En deuxième manche, la quatrième raquette mondiale était méconnaissable en retour de service et son efficacité sur les revers n’avait rien à voir avec son taux de réussite habituel. Son accumulation d’erreurs évitables et son manque de repères techniques lui ont été fatals.

Favorite vaincue

Finaliste à ce même tournoi l’année dernière, Rybakina était pourtant la favorite pour remporter ce match. Ç’aurait été son troisième triomphe de l’année après des victoires à Brisbane et à Abou Dhabi.

Il s’agissait déjà de la quatrième finale en 2024 pour l’athlète de 24 ans.

Ça montre que j’ai de la constance dans mon jeu. Surtout d’être en finale ici deux années de suite.

Elena Rybakina

Malgré tout, les derniers mois ont été complexes pour Rybakina. Elle a été blessée à un bras à la fin de la dernière saison et des problèmes à l’estomac l’ont forcée à déclarer forfait lors des tournois de Dubaï et d’Indian Wells dans les dernières semaines. On ne saura jamais si elle était à 100 % pour cette finale floridienne, mais une victoire lui aurait certainement permis de revenir sur le radar des amateurs de tennis.

Il y a un an à peine, le Big Three féminin semblait cimenté avec les succès d’Iga Świątek, d’Aryna Sabalenka et de Rybakina.

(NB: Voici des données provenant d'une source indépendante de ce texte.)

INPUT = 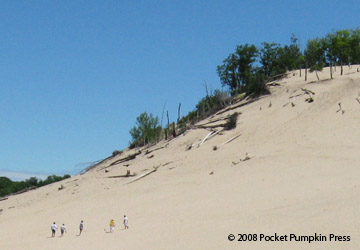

Cependant, un ralentissement de la Kazakhe ainsi que des conflits avec les organisations de certains tournois et l’ascension des Américaines Coco Gauff et Jessica Pegula l’ont un peu sortie du portrait.

Rybakina est sur une belle lancée et une autre présence en finale ne nuira certainement pas pour concrétiser son retour. Il faudra néanmoins quelque temps pour confirmer qu’elle est réellement en santé, et surtout, capable d’assurer de nouveau dans les plus grands évènements du circuit.